Naoum: Hussein, my first question really relates to how my spending at the gas pump fluctuated over the last few years. But more seriously and importantly, I want to get a better grasp of what's driven the price of oil. You know, it impacts the stock prices and bond spreads of energy companies, auto sector, aviation companies. And also, let's not forget, also has a massive impact on manufacturing expenses and transportation costs. You know, since the COVID 19 pandemic, we saw the price of oil fluctuate between $110 to as low as $20. You know, these are massive moves in prices. And what I really want to get a sense from you is; what are the factors that contributed to that fluctuation?
Hussein: Naoum, so broadly speaking, commodity prices are determined by the intersection of supply and demand. You're absolutely right that we've seen tremendous volatility in oil price over the course of the last two or three years. We've also seen tremendous volatility in economic growth. Right. So oil prices actually in April 2020, shortly after the world stopped, actually in the U.S., WTI prices traded negative. Right? Briefly. And then you're absolutely right. When we went into 2021, 2022, we saw prices above $100 a barrel. In the COVID period, we saw a contraction in demand, which was unprecedented, a very, very sudden contraction in demand. And of course, supply is inelastic. It doesn't respond immediately. When we fast forward to Putin's invasion of Ukraine, there was tremendous concern about the potential that we would lose, you know, significant volumes of crude from the seaborne market that ultimately was not realized. Right. Production in Russia has…has remained resilient. They've found ways to get around the sanctions. Maybe the sanctions haven't been enforced as strongly as some had thought. And we also saw a material release of SPR in the U.S. on the heels of…of that potential disruption. So, again, the price of a commodity determined by supply and demand, we've seen tremendous volatility or dispersion in demand. And that's what's led to, I think, to the variability that you're seeing at the pump. When you fill up your Escalade.
Naoum: Do you see any supply/demand issues on a go forward basis, or do you have a near-term outlook - or what's your near-term outlook for oil? Talking about that over the next 12 months, maybe a little bit longer?

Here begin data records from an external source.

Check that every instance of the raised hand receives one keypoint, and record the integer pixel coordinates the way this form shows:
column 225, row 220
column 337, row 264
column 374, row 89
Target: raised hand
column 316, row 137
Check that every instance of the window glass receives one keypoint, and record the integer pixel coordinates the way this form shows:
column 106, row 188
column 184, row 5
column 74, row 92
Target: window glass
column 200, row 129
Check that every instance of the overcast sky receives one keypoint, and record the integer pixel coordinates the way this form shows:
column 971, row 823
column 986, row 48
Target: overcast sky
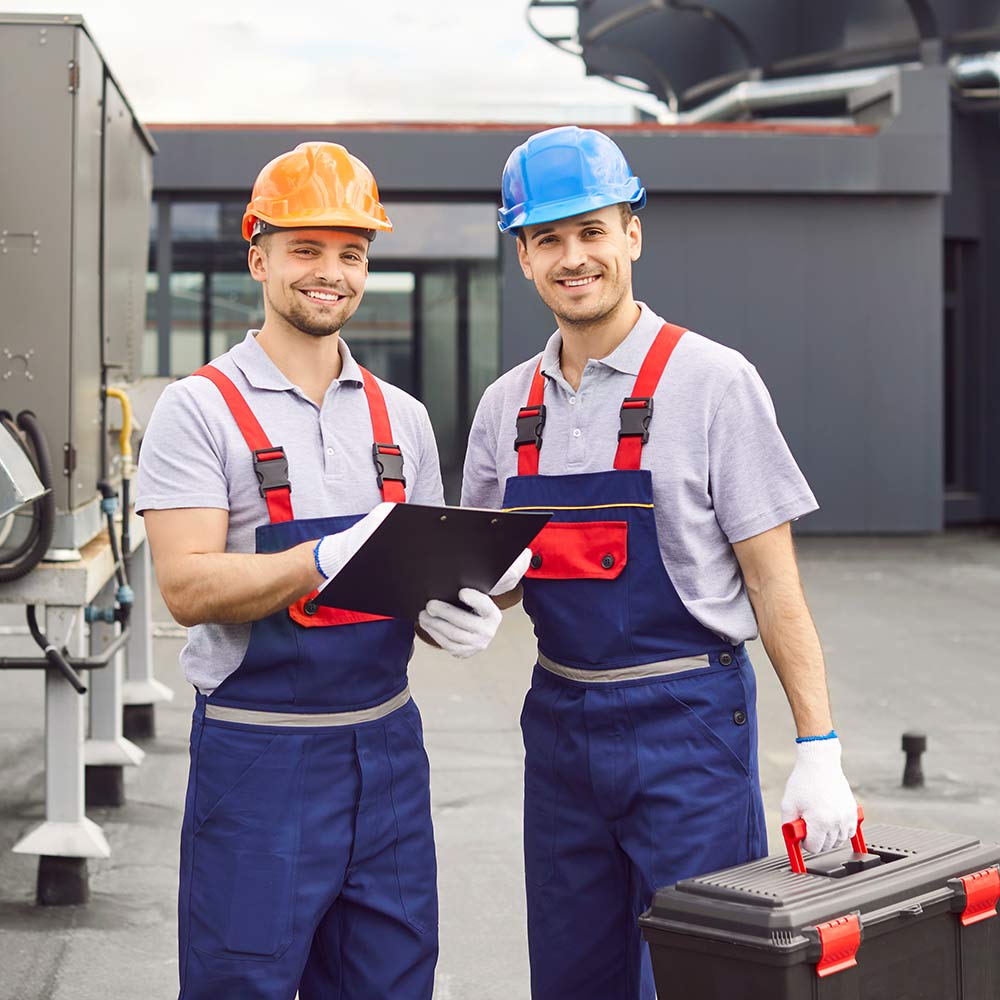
column 342, row 60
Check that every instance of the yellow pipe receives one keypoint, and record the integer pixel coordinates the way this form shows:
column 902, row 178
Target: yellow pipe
column 125, row 436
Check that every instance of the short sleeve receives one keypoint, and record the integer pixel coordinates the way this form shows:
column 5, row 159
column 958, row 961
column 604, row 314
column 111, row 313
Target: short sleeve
column 179, row 461
column 754, row 480
column 426, row 487
column 480, row 481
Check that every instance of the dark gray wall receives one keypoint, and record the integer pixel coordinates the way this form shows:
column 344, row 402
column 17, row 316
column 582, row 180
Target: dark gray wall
column 815, row 253
column 972, row 216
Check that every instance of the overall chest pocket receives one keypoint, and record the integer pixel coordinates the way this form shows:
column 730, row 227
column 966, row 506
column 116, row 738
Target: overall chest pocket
column 580, row 550
column 307, row 613
column 576, row 593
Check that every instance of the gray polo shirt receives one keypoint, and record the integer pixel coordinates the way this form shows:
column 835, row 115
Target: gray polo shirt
column 722, row 471
column 193, row 455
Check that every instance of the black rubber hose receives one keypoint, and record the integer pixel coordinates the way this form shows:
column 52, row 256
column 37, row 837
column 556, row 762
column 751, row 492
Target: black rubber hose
column 126, row 526
column 107, row 492
column 52, row 654
column 44, row 507
column 14, row 556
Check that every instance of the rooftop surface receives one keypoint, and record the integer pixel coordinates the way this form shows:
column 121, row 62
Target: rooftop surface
column 911, row 633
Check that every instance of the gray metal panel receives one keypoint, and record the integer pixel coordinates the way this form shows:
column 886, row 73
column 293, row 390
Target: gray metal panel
column 35, row 206
column 908, row 154
column 128, row 184
column 85, row 348
column 842, row 316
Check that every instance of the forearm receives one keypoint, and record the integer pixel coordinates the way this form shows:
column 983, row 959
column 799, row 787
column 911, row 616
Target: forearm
column 789, row 636
column 233, row 588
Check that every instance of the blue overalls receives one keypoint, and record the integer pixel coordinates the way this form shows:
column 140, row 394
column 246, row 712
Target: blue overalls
column 307, row 853
column 640, row 730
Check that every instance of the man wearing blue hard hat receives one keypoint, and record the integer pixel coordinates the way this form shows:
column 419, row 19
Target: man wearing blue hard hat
column 670, row 547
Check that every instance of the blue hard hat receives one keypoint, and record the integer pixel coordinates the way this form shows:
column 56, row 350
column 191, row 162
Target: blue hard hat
column 562, row 172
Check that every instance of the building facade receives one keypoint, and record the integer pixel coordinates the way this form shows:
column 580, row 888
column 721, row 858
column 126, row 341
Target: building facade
column 837, row 255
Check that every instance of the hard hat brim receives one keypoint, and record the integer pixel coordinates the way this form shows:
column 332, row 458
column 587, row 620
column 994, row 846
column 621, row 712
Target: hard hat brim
column 339, row 219
column 518, row 217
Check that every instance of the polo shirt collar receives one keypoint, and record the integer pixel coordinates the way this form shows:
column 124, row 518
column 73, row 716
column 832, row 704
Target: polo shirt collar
column 262, row 373
column 627, row 357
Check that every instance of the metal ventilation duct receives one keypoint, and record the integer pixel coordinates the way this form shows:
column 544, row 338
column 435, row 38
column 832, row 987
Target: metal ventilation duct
column 685, row 52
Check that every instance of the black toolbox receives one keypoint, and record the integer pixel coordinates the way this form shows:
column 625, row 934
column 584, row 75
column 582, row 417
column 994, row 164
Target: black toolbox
column 911, row 915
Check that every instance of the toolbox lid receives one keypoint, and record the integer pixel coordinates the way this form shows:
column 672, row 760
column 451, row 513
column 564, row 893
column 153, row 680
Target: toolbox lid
column 765, row 904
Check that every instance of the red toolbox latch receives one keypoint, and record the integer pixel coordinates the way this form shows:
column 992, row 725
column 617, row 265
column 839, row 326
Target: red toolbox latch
column 982, row 891
column 839, row 941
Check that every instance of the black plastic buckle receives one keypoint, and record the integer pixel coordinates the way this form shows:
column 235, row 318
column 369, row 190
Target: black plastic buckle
column 388, row 462
column 530, row 421
column 270, row 466
column 635, row 418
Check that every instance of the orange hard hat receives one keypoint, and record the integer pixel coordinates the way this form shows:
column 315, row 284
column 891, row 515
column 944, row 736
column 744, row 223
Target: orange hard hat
column 315, row 185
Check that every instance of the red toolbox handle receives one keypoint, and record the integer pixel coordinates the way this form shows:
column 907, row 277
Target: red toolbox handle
column 795, row 832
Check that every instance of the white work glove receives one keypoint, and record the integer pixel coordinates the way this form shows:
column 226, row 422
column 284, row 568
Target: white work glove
column 512, row 577
column 460, row 631
column 332, row 552
column 818, row 792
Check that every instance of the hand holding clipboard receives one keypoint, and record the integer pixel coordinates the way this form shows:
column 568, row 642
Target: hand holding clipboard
column 422, row 553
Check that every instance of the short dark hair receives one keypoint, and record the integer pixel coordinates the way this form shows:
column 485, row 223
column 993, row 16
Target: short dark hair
column 623, row 206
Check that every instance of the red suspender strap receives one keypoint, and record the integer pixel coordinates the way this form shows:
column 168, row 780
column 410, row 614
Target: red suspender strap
column 530, row 421
column 637, row 410
column 269, row 463
column 387, row 455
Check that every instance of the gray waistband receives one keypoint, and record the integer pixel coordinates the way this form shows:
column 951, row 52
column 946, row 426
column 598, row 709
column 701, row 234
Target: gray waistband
column 309, row 720
column 661, row 668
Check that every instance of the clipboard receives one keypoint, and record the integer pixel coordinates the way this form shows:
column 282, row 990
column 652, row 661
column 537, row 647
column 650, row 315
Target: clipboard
column 418, row 553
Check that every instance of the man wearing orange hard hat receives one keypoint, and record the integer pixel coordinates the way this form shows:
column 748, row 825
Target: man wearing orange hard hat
column 307, row 853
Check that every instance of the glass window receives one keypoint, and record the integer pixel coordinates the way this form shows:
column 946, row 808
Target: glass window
column 150, row 336
column 439, row 317
column 194, row 220
column 439, row 231
column 187, row 337
column 235, row 305
column 484, row 330
column 380, row 333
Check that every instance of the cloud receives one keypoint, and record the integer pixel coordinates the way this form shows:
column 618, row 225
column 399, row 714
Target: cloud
column 339, row 61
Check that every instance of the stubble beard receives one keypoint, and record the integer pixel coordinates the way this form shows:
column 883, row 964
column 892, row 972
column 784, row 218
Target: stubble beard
column 297, row 318
column 587, row 318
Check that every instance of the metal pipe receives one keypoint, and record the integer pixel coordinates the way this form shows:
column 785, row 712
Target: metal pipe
column 66, row 665
column 977, row 75
column 753, row 95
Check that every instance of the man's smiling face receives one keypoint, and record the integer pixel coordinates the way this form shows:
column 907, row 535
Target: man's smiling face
column 582, row 265
column 313, row 279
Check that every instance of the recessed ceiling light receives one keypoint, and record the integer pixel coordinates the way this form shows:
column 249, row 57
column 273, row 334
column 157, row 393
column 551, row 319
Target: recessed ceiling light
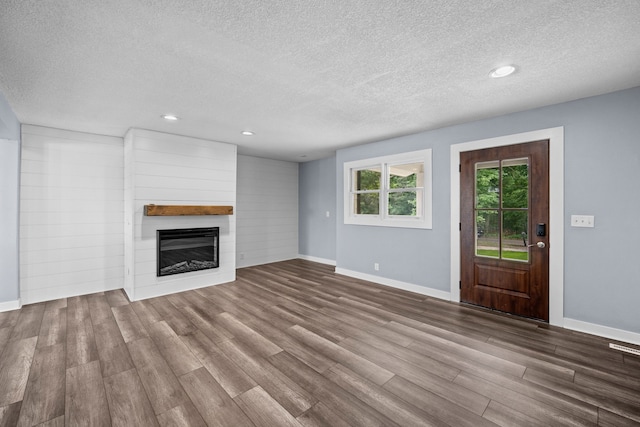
column 503, row 71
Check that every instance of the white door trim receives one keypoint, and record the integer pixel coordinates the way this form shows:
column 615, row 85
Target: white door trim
column 556, row 211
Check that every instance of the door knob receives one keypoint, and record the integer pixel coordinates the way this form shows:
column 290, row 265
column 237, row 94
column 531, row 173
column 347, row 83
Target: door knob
column 539, row 244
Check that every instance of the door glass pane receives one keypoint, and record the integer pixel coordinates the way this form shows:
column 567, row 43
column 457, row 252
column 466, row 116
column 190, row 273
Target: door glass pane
column 514, row 235
column 367, row 179
column 488, row 233
column 367, row 203
column 515, row 183
column 488, row 185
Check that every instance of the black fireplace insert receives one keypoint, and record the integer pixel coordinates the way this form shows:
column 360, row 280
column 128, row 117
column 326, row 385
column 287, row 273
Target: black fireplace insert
column 187, row 249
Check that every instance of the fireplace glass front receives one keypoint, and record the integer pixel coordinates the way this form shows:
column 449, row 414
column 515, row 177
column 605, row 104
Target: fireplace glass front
column 187, row 249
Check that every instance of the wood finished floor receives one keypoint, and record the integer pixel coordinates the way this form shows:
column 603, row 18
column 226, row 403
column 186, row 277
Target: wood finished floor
column 291, row 344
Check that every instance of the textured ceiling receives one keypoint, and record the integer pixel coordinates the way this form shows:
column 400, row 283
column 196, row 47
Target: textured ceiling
column 308, row 77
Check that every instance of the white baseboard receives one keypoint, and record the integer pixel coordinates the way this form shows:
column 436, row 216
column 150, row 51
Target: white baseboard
column 318, row 260
column 603, row 331
column 10, row 305
column 175, row 286
column 423, row 290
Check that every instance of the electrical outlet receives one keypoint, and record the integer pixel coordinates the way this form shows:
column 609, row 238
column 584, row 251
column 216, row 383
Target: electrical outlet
column 583, row 221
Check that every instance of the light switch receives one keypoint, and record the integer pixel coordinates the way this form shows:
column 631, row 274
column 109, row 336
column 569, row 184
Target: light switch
column 582, row 221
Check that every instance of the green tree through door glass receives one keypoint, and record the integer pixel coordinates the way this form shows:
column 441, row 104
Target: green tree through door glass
column 501, row 209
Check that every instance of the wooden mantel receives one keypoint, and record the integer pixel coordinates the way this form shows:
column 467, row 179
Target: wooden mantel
column 181, row 210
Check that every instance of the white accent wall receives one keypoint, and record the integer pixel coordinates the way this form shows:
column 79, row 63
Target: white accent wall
column 267, row 211
column 71, row 210
column 165, row 169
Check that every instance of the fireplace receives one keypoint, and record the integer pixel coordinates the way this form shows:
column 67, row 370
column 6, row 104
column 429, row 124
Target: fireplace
column 187, row 249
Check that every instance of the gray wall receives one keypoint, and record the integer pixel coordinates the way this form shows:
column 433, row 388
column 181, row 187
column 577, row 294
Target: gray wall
column 9, row 205
column 602, row 172
column 317, row 196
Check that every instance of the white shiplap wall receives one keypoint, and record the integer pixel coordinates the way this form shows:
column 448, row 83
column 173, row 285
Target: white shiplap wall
column 170, row 169
column 267, row 211
column 71, row 214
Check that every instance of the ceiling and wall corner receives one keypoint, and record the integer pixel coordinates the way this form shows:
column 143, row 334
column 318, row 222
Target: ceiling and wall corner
column 307, row 79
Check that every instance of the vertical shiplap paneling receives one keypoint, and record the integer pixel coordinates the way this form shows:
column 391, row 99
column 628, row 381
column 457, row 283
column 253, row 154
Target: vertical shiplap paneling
column 267, row 211
column 171, row 169
column 71, row 214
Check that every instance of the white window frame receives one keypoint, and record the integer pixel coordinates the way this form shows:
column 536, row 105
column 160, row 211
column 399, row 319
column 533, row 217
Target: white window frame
column 383, row 219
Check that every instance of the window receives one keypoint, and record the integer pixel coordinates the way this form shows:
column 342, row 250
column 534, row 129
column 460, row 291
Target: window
column 391, row 191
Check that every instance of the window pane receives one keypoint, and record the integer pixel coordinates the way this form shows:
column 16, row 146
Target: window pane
column 408, row 175
column 515, row 183
column 514, row 235
column 488, row 233
column 367, row 204
column 488, row 185
column 403, row 203
column 367, row 179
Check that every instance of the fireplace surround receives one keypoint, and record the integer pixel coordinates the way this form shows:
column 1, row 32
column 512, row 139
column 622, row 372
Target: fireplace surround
column 185, row 250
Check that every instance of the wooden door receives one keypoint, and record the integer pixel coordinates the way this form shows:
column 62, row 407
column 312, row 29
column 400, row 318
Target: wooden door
column 505, row 228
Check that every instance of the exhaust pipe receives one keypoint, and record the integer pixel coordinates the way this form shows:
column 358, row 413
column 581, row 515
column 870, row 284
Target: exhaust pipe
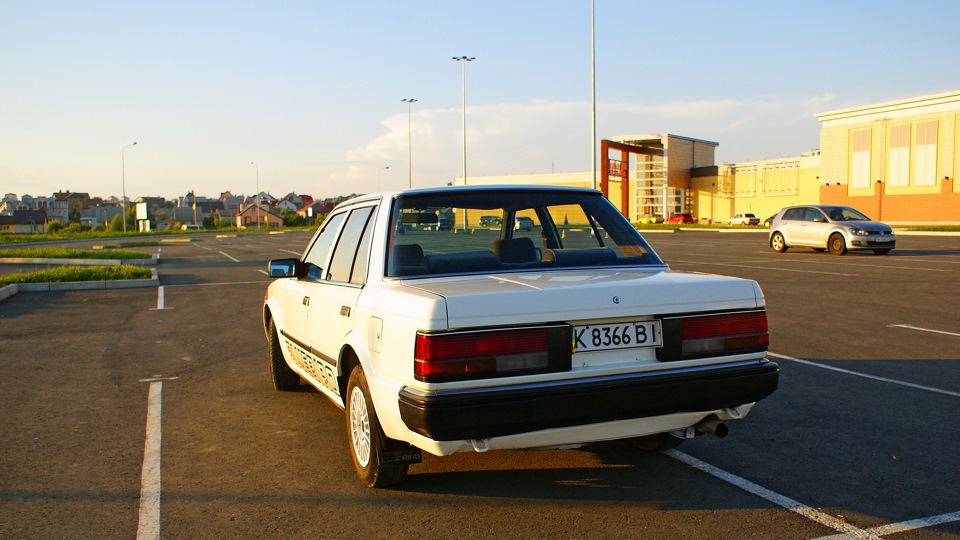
column 712, row 425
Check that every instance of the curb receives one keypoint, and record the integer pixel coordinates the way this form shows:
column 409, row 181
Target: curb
column 10, row 290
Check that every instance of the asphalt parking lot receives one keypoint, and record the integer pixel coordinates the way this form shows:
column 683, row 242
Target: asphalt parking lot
column 150, row 412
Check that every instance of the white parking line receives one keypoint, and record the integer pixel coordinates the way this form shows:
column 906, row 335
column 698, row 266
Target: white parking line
column 754, row 267
column 260, row 282
column 922, row 329
column 775, row 498
column 149, row 522
column 160, row 300
column 866, row 376
column 903, row 526
column 833, row 261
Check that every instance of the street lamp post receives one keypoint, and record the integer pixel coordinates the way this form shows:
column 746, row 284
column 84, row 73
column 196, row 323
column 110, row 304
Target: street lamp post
column 463, row 107
column 258, row 192
column 593, row 92
column 409, row 102
column 123, row 183
column 379, row 175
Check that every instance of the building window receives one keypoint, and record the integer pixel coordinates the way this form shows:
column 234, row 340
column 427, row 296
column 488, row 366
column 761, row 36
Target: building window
column 899, row 174
column 925, row 169
column 860, row 170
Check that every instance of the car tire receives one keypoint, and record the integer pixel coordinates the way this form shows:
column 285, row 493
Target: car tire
column 284, row 378
column 778, row 243
column 836, row 244
column 365, row 437
column 656, row 442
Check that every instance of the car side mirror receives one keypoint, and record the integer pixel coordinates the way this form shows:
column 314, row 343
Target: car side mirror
column 284, row 268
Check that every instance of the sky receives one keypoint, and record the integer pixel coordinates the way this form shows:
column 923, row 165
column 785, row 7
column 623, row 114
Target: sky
column 305, row 96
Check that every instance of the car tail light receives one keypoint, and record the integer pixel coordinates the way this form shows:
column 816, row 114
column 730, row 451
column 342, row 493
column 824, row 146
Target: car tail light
column 457, row 356
column 715, row 334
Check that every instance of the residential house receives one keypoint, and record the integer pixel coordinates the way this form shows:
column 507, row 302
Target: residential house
column 24, row 222
column 267, row 217
column 314, row 212
column 286, row 204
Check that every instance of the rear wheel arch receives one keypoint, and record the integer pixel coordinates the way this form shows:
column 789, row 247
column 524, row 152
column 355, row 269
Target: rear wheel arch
column 348, row 360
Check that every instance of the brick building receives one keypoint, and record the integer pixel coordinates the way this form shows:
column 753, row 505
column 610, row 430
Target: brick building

Hussein: Yeah, for sure. So first and foremost, the starting point is one where inventories have drawn meaningfully over the course of the last several years. Aggregate inventories globally today are tighter than they have been for a very long time. When we look at 2024, if you take consensus forecasts for supply and demand, we should see inventories build slightly over the course of 2024. That probably means that oil stays in this sort of range, I'd argue between $70 and $90 a barrel. I don't think we fall below $70 a barrel, even with, sort of the modest builds in inventories that are expected, given how tight inventories are and given, you know, what I think would be a production response in the US, in particular on the heels of the weak price. On the same token, Naoum, I don't think that you see enough demand growth in 2024 to send prices above $90 a barrel. OPEC also has some spare capacity, right. Part of the reason the market has tightened is because OPEC has willingly taken barrels off of the market. And in an event that there was a supply disruption and or a demand surprise to the upside, they do have barrels that they can bring back to the market. So I think 2024 is probably a rangebound year. But I do believe inventories will stay constrained and that will keep crude forward curves in backwardation, which of course is great for commodity investors.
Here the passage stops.